For indigenous groups, a Biden presidency could herald a boost in funding for nature-friendly development in the Amazon.

"We got very emotional about his election, because we knew how important it was for indigenous people," said Ivaneide Bandeira of the Association for Ethno-Environmental Defense Kaninde, based in the Brazilian Amazon.

"There will be change in the country... and new resources for sustainable development and to fight deforestation," said Bandeira, whose group supports indigenous people.

During an election campaign debate, Biden proposed creating a $20-billion global fund to stop deforestation in the Brazilian Amazon, threatening "significant economic consequences" if forest destruction continued.

On Tuesday, Bolsonaro, who has not congratulated Biden on his win, took a defiant stance on foreign interference over the Amazon, referencing Biden's comment about "economic consequences" if Brazil does not rein in deforestation.

"How do we face something like this? Diplomacy isn't enough," Bolsonaro said in a televised speech. "When saliva runs out, there must be gunpowder."

REGIONAL LEADERSHIP

Biden has also promised to meet U.S. commitments under the Paris Agreement to provide a share of the $100 billion a year in climate finance rich nations said they would raise to help poorer countries grow cleanly and adapt to climate change.

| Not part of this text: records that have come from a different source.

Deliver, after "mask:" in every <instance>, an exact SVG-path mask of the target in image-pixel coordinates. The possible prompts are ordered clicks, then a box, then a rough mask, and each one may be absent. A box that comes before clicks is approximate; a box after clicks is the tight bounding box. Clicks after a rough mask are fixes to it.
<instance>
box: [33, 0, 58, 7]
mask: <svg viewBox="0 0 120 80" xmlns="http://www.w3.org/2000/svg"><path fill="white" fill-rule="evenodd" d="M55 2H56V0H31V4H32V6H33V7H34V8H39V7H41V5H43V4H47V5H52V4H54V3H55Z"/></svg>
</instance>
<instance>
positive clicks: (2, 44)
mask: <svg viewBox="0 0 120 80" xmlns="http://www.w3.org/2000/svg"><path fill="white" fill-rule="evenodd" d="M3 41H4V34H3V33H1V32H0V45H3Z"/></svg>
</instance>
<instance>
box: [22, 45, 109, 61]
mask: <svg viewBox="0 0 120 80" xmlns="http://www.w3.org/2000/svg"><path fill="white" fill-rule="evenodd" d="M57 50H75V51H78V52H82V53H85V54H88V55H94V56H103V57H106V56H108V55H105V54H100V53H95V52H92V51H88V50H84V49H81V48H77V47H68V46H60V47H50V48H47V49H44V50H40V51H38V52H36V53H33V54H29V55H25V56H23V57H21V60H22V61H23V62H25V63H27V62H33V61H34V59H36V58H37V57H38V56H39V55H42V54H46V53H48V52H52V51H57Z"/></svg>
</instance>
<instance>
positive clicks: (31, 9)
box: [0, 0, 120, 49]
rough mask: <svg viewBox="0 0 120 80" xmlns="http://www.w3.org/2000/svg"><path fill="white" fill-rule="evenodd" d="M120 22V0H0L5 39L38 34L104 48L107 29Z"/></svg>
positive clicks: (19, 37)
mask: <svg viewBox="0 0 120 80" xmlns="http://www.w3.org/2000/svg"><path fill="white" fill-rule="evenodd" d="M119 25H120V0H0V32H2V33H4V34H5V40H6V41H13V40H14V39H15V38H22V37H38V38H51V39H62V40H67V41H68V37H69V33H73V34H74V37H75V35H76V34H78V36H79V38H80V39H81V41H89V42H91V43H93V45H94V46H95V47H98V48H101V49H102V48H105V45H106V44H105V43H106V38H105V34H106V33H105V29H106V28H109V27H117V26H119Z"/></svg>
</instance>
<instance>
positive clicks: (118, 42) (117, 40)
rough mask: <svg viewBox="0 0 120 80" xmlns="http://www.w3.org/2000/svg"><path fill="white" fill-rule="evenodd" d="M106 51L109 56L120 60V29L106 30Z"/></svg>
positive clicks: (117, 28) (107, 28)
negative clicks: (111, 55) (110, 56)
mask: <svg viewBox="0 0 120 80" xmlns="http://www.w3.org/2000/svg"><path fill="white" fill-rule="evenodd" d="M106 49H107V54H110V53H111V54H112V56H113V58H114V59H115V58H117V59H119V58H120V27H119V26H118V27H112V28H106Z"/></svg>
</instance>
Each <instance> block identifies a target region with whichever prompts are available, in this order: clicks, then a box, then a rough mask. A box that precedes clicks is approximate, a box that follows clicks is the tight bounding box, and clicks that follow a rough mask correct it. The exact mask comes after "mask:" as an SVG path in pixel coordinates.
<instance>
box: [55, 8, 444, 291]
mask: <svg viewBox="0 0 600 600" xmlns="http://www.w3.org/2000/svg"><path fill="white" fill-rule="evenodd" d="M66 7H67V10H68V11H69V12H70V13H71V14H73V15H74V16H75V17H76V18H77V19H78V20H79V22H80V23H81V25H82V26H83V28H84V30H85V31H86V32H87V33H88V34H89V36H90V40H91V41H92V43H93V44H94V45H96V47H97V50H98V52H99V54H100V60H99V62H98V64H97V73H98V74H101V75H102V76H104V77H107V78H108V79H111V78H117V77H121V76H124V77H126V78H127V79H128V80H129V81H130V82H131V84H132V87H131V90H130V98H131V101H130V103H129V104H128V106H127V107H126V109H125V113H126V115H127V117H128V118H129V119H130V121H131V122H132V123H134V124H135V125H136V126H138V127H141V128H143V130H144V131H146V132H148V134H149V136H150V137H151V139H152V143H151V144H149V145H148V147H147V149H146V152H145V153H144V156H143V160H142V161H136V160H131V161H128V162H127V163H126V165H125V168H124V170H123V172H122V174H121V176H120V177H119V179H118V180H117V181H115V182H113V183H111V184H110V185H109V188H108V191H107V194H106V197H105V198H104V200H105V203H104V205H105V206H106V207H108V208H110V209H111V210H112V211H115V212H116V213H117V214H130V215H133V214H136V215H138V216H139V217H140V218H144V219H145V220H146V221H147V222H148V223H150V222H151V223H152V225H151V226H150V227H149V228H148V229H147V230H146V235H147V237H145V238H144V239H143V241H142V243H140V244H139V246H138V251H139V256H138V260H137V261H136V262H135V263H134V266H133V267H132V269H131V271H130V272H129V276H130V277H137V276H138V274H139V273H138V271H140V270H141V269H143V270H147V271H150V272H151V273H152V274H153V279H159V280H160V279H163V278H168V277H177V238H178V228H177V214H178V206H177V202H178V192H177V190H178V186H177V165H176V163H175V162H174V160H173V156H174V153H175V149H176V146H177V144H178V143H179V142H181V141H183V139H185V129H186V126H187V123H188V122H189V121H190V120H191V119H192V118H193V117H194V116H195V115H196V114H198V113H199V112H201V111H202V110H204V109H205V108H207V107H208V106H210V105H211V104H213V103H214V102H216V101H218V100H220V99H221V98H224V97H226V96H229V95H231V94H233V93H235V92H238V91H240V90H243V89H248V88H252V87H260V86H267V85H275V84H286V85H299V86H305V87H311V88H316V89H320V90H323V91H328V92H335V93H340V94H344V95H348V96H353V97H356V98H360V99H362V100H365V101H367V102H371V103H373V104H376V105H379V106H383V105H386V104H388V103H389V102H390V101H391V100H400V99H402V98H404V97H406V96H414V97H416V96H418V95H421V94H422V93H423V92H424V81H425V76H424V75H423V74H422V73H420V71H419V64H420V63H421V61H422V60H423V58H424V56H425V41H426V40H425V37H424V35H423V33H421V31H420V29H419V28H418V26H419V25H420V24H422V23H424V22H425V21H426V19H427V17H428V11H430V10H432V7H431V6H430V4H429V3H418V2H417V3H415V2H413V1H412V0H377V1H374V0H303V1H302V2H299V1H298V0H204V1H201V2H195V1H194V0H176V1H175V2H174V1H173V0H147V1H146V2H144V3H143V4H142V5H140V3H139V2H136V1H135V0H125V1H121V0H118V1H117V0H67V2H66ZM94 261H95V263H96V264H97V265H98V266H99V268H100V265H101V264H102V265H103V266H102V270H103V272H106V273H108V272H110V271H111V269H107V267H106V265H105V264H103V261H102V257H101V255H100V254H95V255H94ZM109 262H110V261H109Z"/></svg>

But his success in delivering on his climate plans will depend in part on whether he has backing from the U.S. Congress.

A failed Democratic drive to gain control of the U.S. Senate could dampen prospects for aggressive legislation to help combat global warming and deforestation.

Mitch Anderson, head of campaign group Amazon Frontlines, said whether Biden takes meaningful steps on rainforest protection will also depend "on his willingness to truly grasp the ecological emergency facing the Amazon rainforest".

And irrespective of U.S. policy, the decisive factor in conserving the Amazon will be whether the region's governments stick to their commitments to do so, climate experts said.

Seven Amazon nations, including Brazil, held a summit last year in Colombia where they signed up to a regional action plan known as the Leticia Pact.

It pledged to better protect the Amazon against forest fires, monitor rising deforestation and increase the role of indigenous communities in sustainable development.

"Conserving the Amazon is first and foremost a responsibility for the countries in the region, and... there are some important signs of leadership through the Leticia Pact," said Helen Mountford, vice president for climate and economics at the Washington-based World Resources Institute.

Nenquimo, meanwhile, said she would continue her fight to preserve the Amazon forest, drawing inspiration from U.S. Vice President-elect Kamala Harris.

"She is a black woman, and we, indigenous women, share the experience of fighting contempt and violence against our peoples," Nenquimo said.